Keynote Speakers

Damian Gessler

Science, Semantics, and Big Data

The scientific method is classically hypothesis-first, refutation-second. The experiment and its data support or refute our suppositions of the world. As applied in a decentralized manner by millions of scientists over half a millennia, we attempt an imperfect, yet ever-broadening, self-consistent cognitive model of Nature and the universe. While the scientific method writ large is alive and well, the way we as scientists exercise the discipline is undergoing substantial change. The advent of Big Data in the early decades of this century may have as large an effect on the century's science as the advent of grand theories did at the beginning of the previous century. As the saying goes: Quantity has a Quality all its own. This change in how we do science affects not just discovery, but education, policy, and society So what's a scientist to do? This talk will focus on how science, in both discovery and collaboration, is changing under the pressure of data; how in addressing this, semantics and ontologies both deliver, and leave us short, and how we can think about leveraging and deploying infrastructual resources to advance discovery and better our world.

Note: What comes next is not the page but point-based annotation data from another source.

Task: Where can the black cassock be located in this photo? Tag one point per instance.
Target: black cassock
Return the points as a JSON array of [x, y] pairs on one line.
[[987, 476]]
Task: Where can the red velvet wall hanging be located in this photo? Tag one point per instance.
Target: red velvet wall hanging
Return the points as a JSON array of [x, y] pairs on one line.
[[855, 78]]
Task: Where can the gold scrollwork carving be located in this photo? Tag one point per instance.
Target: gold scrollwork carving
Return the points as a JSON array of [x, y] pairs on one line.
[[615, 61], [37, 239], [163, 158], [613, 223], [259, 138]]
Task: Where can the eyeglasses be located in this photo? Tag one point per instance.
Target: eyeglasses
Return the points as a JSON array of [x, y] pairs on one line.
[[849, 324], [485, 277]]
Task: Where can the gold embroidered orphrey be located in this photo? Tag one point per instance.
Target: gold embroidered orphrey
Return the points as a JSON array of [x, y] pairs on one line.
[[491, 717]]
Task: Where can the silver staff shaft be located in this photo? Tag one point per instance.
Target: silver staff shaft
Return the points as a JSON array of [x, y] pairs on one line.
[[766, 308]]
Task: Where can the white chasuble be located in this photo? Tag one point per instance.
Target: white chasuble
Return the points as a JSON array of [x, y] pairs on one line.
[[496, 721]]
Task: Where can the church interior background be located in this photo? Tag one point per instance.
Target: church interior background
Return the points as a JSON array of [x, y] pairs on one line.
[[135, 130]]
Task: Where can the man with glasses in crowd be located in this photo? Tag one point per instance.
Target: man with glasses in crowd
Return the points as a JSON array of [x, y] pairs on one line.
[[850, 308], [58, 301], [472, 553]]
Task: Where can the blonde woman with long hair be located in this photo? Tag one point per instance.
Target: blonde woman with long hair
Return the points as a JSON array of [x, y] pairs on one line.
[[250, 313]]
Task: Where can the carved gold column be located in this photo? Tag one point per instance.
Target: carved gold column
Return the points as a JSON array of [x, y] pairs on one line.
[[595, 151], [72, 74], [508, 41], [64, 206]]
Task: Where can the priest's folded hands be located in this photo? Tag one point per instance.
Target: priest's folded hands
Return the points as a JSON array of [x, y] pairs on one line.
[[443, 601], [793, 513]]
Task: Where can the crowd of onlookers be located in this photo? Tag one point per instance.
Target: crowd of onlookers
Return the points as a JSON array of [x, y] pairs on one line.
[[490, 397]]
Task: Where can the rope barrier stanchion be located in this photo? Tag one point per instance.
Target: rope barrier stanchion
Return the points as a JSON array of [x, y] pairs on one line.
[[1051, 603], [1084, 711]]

 Damian Gessler is the Lead Applications and Systems Developer at the Common Logic expert-firm Highfleet, and Founder of Semantic Options, LLC. Damian served as the Semantic Web Architect for the iPlant project at the University of  Arizona and prior to that as a Program Lead at the National Center for Genome Resources. Damian’s computational focus is in semantics, data integration, and scientific computation, with a scientific expertise in computational Evolution and  Population Genetics.

 

 

David Maidment

David R. Maidment is the Hussein M. Alharthy Centennial Chair in Civil Engineering at the University of Texas at Austin where he has been on the faculty since 1981. Dr Maidment is a specialist in surface water hydrology, and in particular in the application of geographic information systems to hydrology.